Using GB200 NVL72 and Multi-Node NVLink Domains

Multi-Node NVLink (MNNVL) systems, including NVIDIA GB200, NVIDIA GB200 NVL72 and its derivatives are fully supported by the NVIDIA Run:ai platform.

Kubernetes does not natively recognize NVIDIA’s MNNVL architecture, which makes managing and scheduling workloads across these high-performance domains more complex. The NVIDIA Run:ai platform simplifies this by abstracting the complexity of MNNVL configuration. Without this abstraction, optimal performance on a GB200 NVL72 system would require deep knowledge of NVLink domains, their hardware dependencies, and manual configuration for each distributed workload. NVIDIA Run:ai automates these steps, ensuring high performance with minimal effort. While GB200 NVL72 supports all workload types, distributed training workloads benefit most from its accelerated GPU networking capabilities.

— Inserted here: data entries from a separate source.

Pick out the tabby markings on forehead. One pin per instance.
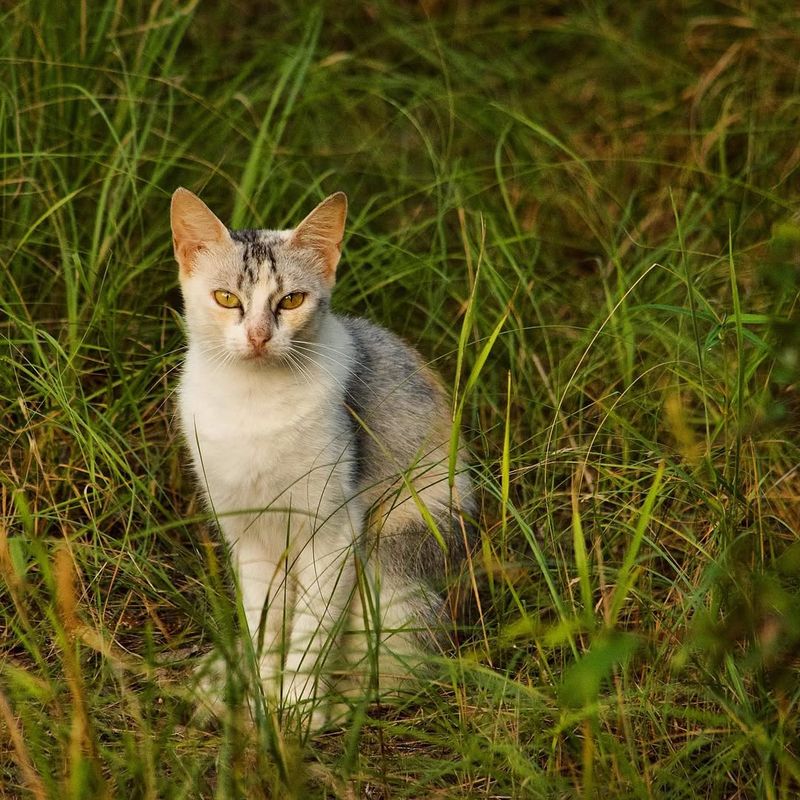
(257, 249)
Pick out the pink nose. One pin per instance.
(258, 338)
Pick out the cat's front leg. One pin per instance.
(267, 595)
(324, 581)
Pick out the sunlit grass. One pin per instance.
(585, 219)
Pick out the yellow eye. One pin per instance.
(292, 300)
(227, 299)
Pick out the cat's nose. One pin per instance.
(258, 337)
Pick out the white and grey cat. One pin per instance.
(321, 443)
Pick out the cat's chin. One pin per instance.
(263, 359)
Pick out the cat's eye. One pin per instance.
(227, 299)
(292, 300)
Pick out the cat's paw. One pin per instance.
(210, 690)
(304, 702)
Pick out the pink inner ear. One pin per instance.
(323, 230)
(194, 227)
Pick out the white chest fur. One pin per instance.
(265, 440)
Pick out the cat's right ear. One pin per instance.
(194, 228)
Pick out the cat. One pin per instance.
(321, 443)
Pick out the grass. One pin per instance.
(606, 194)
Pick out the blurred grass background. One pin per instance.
(621, 179)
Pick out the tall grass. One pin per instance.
(586, 218)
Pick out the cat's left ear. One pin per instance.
(323, 230)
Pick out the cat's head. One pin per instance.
(251, 296)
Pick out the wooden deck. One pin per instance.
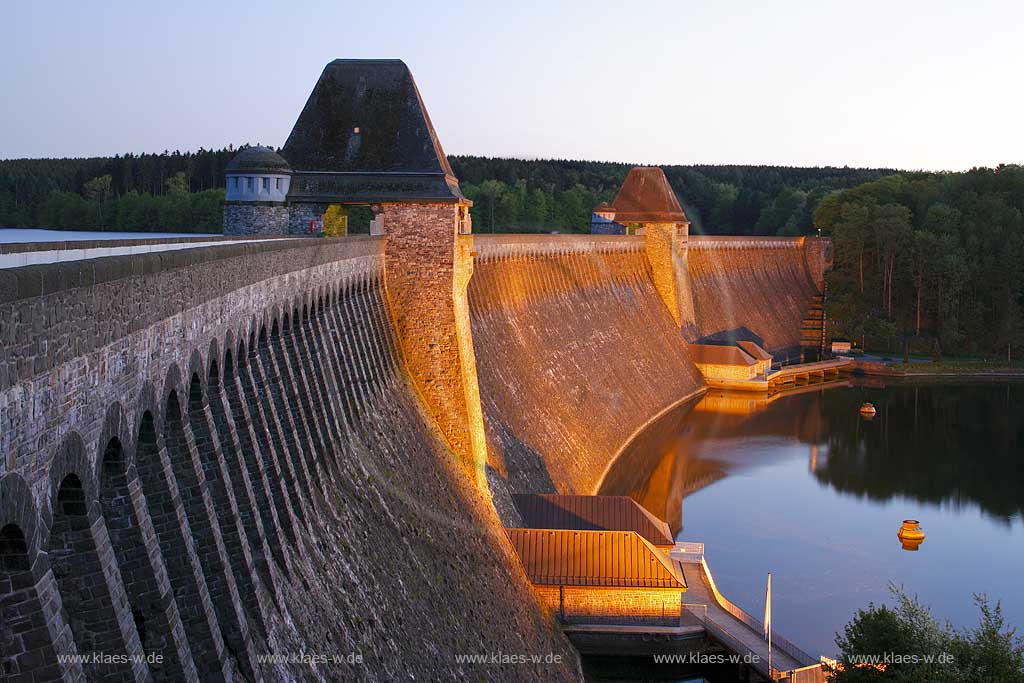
(734, 634)
(787, 377)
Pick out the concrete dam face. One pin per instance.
(228, 454)
(574, 351)
(756, 287)
(291, 459)
(213, 455)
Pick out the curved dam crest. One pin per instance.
(228, 432)
(576, 350)
(232, 444)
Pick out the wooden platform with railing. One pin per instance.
(706, 615)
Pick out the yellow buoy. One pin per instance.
(910, 535)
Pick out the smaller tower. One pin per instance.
(258, 180)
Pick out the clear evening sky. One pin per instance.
(915, 85)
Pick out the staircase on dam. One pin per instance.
(812, 329)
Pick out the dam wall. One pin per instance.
(759, 286)
(576, 350)
(215, 455)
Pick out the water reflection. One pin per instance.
(952, 444)
(957, 445)
(803, 486)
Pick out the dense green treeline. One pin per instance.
(930, 262)
(515, 196)
(510, 195)
(174, 191)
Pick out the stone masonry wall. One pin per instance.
(225, 442)
(586, 604)
(427, 268)
(576, 351)
(255, 219)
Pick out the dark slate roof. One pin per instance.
(380, 98)
(564, 557)
(258, 160)
(720, 355)
(365, 136)
(591, 513)
(754, 349)
(646, 197)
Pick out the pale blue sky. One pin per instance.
(933, 85)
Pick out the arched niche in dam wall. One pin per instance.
(576, 351)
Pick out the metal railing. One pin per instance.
(778, 642)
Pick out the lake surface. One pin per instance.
(17, 235)
(803, 486)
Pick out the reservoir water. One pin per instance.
(803, 486)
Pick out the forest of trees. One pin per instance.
(145, 193)
(518, 196)
(930, 262)
(925, 262)
(170, 191)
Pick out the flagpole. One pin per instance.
(768, 621)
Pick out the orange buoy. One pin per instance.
(910, 535)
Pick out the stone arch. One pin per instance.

To learn more about GB200, MNNVL and related NVIDIA technologies, refer to the following:

Benefits of Using GB200 NVL72 with NVIDIA Run:ai

The NVIDIA Run:ai platform enables administrators, researchers, and MLOps engineers to fully leverage GB200 NVL72 systems and other NVLink-based domains without requiring deep knowledge of hardware configurations or NVLink topologies. Key capabilities include:

Automatic detection and labeling
- Detects GB200 NVL72 nodes and identifies MNNVL domains (e.g., GB200 NVL72 racks).
- Automatically detects whether a node pool contains GB200 NVL72.
- Supports manual override of GB200 MNNVL detection and label key for future compatibility and improved resiliency.
Simplified distributed workload submission
- Allows seamless submission of distributed workloads into GB200-based node pools, eliminating all the complexities involved with that operation on top of GB200 MNNVL domains.
- Abstracts away the complexity of configuring workloads for NVL domains.
Flexible support for NVLink domain variants
- Compatible with current and future NVL domain configurations.
- Supports any number of domains or GB200 racks.
Enhanced monitoring and visibility
- Provides detailed NVIDIA Run:ai dashboards for monitoring GB200 nodes and MNNVL domains by node pool.
Control and customization
- Offers manual override and label configuration for greater resiliency and future-proofing.
- Enables advanced users to fine-tune GB200 scheduling behavior based on workload requirements.

Prerequisites

Ensure that NVIDIA's GPU Operator version 25.3 or higher is installed: GPU Operator v25.3 Release Notes. This version must include the associated Dynamic Resource Allocation (DRA) driver, which provides support for GB200 accelerated networking resources and the ComputeDomain feature. For detailed steps on installing the DRA driver and configuring ComputeDomain, refer to the documentation for your installed GPU Operator version.
After the DRA driver is installed, update runaiconfig using the spec.workload-controller.GPUNetworkAccelerationEnabled=True flag to enable GPU network acceleration. This triggers an update of the NVIDIA Run:ai workload-controller deployment and restarts the controller. See Advanced cluster configurations for more details.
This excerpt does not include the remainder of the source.